Explaining Cluster Analysis

A deeper review of how cluster segmentation analysis works


Segmentation – is a process of dividing population of objects/consumers into relatively `homogeneous groups that differ from each other. This term is most closely associated with consumers or markets though its application is much broader.

Market or Consumer Segmentation – is a process of splitting consumers into clearly defined groups, that differ from each other based on own needs, behavior, socio-demographic characteristics. These groups also vary on types of goods and services they prefer. This analysis helps companies define target markets/audience, which are the most attractive for business and develop proposition of goods/services, which will resonate with the consumer needs.

From technical point of view, a segmentation task is solved with the help of family of statistical tools called Cluster analysis. Any method within cluster analysis is based on a set of individual characteristics for each object/consumer, which will be allocated into groups. Depending on the purpose of the analysis, different parameters of cluster solution are taken into account. Therefore, there is no single standard approach for cluster analysis; and it does not have strict mathematical criteria of solution quality. The decision on optimal number of groups is made by researcher and is based on logic of results interpretation and their further applicability.

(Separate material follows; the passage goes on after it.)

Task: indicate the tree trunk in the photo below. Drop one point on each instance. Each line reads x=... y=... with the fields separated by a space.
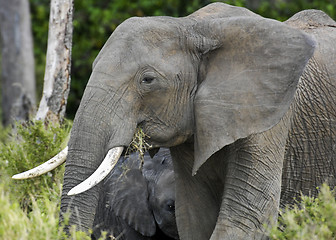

In cluster analysis, there is no dependent variable. It is created in the process of analysis and contains information on allocation of each case/sample to certain group. This is the key output produced by cluster analysis.

In order to perform segmentation, we need to conduct measurements for the sample of objects/consumers. Some of the measurements can be straightforward (e.g. width or height of the object, or gender for consumers). Consumer segmentations usually require surveying a large number of people. And consumer groups are defined based on similarities in answers to the research questions.

Real World Examples:

Imagine we are a manufacturer of shoes for women and want to enter the segment of shoes with high heels. We need to find a target audience and develop a communication message for them.

  1. As a first step we need to define the core users of shoes with high heels. For this purpose we can conduct segmentation on the basis of socio-demographic characteristics. We believe that middle-aged women living in the cities are wearing the shoes more often than the other. So, we ask a sample of women aged 15-65 years old living in both urban and rural areas the question if they wear shoes with high heels at least once in 3 months (‘yes/no’ alternatives). Based on our hypothesis we segment a sample into the following age groups and have a look at share of those wearing shoes with high heels:
 Female living in rural area15-25 y.o. female living in urban areas26-45 y.o. female living in urban areas46-65 y.o. female living in urban areas
Group size25%10%35%30%
% of female audience wearing shoes with high heels20%30%70%45%

The data in the table above reconfirm the hypothesis: our core target group is formed by female aged 26-45 y.o. (both from point of view of group size and penetration of shoes with high heels in the group).

  1. As a next step, we add some behavioral patterns and ask 2 questions to the selected group: 1) frequency of purchasing shoes with high heels (1pt – very rarely (rarer than once per 2 years); 9pt – very often (once in 2-3 months and more often); 2) cost of the shoes purchased (1pt – very cheap; 9pt – very expensive). Below is the extract of the dataset (which represents the whole set of data), where we have 3 equal groups with clearly defined patterns:
respondent #Frequency of purchase of shoes with high heelsCost of the shoesGroup

Group 1: women who purchase expensive shoes with high heels very rarely

Group 2: women who purchase cheap shoes with high heels quite often

Group 3: women who frequently purchase expensive shoes with high heels

Apparently, middle-aged women are more inclined to purchasing expensive shoes.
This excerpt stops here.